Allison Stringer began playing the violin at the age of two and a half and piano at the age of ten. She has studied under teachers such as Jerzy Kaplanek, Raymond Yundt, David Zafer and Mayumi Seiler and has completed her Bachelor of Music in Performance from Wilfrid Laurier University in 2013. Allison has been actively teaching since 2008 and studying various pedagogical methods such as Suzuki and Mimi Zweig's, which is based off of a mixture of Suzuki, Paul Rolland and Zweig's own ideas. Allison also performs actively in orchestras, chamber ensembles, bands and doing session work. She has won awards such as the Wilfrid Laurier Concerto Competition, the Penderecki String Quartet Award and the KW Youth Orchestra Concerto Competition. Allison spends her summers performing across North America and Europe in various festivals.
I believe that teaching is based on two main concepts; the teacher having a strong knowledge of the material they are teaching and the teacher knowing they must listen and adapt to how each student needs to be taught.

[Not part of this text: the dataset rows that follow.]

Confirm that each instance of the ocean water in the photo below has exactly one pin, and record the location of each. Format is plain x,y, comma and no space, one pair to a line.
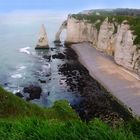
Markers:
21,65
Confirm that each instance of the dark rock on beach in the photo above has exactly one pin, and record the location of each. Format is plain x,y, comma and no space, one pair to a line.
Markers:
19,94
58,56
33,91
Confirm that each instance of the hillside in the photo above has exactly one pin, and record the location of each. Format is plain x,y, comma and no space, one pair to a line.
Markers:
21,120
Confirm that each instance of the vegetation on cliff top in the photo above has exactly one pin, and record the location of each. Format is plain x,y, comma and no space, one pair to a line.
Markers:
20,120
133,21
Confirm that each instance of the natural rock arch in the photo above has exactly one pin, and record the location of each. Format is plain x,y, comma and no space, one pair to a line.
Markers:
62,27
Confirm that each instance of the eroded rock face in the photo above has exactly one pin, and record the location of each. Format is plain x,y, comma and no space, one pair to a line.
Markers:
112,38
80,31
42,39
124,46
106,38
62,27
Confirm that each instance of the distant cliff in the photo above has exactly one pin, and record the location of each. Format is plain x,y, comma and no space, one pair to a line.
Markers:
118,36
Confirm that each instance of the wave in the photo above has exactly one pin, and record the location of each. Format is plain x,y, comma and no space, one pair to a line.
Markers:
25,50
16,76
21,68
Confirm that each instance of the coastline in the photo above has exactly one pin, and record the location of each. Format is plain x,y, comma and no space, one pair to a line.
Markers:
122,85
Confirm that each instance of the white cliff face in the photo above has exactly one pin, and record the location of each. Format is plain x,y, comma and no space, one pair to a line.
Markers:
80,31
124,47
106,38
42,39
63,26
119,45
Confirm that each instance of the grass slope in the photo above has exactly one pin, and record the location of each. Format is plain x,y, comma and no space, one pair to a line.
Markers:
20,120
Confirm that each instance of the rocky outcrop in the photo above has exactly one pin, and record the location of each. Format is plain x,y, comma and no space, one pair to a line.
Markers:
42,39
80,31
106,39
57,36
111,37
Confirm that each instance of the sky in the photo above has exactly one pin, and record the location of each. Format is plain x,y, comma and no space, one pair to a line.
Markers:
64,5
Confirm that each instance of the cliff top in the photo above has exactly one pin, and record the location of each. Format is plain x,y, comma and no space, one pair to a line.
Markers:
133,21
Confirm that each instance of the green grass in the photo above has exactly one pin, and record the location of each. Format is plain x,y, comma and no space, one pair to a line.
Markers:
133,21
20,120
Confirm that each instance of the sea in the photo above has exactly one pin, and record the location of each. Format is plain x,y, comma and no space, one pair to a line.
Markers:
21,65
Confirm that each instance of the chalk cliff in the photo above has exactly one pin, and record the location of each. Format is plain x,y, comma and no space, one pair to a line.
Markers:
42,39
115,39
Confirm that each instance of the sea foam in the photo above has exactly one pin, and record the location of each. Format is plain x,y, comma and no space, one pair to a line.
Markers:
25,50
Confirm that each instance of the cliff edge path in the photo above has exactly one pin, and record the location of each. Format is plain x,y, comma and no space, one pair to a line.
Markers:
122,84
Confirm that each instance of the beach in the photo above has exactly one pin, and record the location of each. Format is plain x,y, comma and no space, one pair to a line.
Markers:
122,84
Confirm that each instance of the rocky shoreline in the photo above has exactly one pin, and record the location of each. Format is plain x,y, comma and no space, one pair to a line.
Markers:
95,101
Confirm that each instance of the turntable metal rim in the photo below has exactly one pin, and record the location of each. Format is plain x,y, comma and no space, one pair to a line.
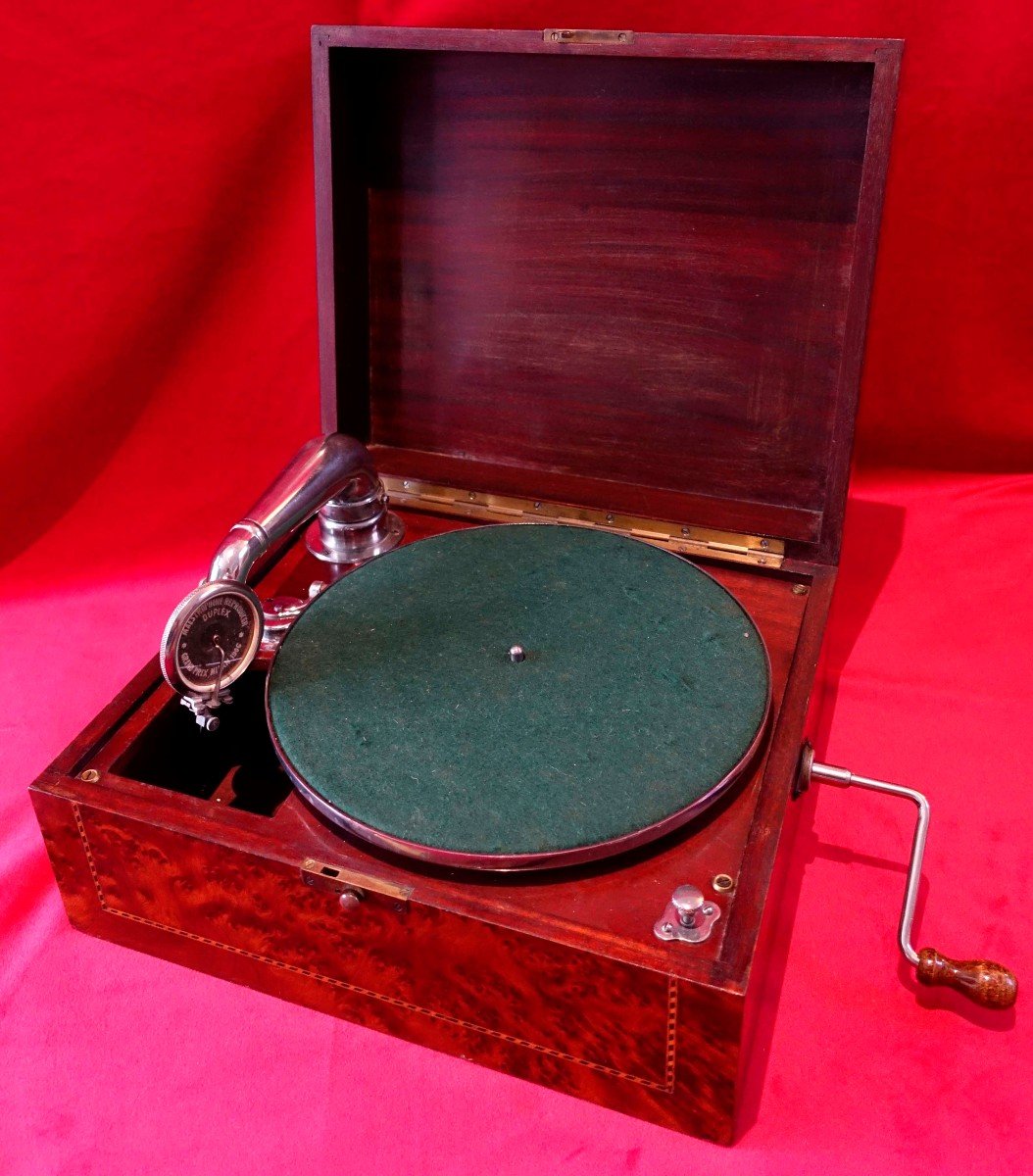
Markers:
547,858
501,863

"I believe that teaching is based on two main concepts; the teacher having a strong knowledge of the material they are teaching and the teacher knowing they must listen and adapt to how each student needs to be taught. There are great methods of teaching, such as the Suzuki method, that provide a firm foundation for learning but they do not tell you that each student will need an extra set of guidelines that are particular only to that one student. Being open to what a student is saying and aware of what they are not saying but may need is one of the key foundational points I use in my teaching style. This is the main reason that I love and continue to teach; each student brings something new to be learned and developed if you are willing to listen."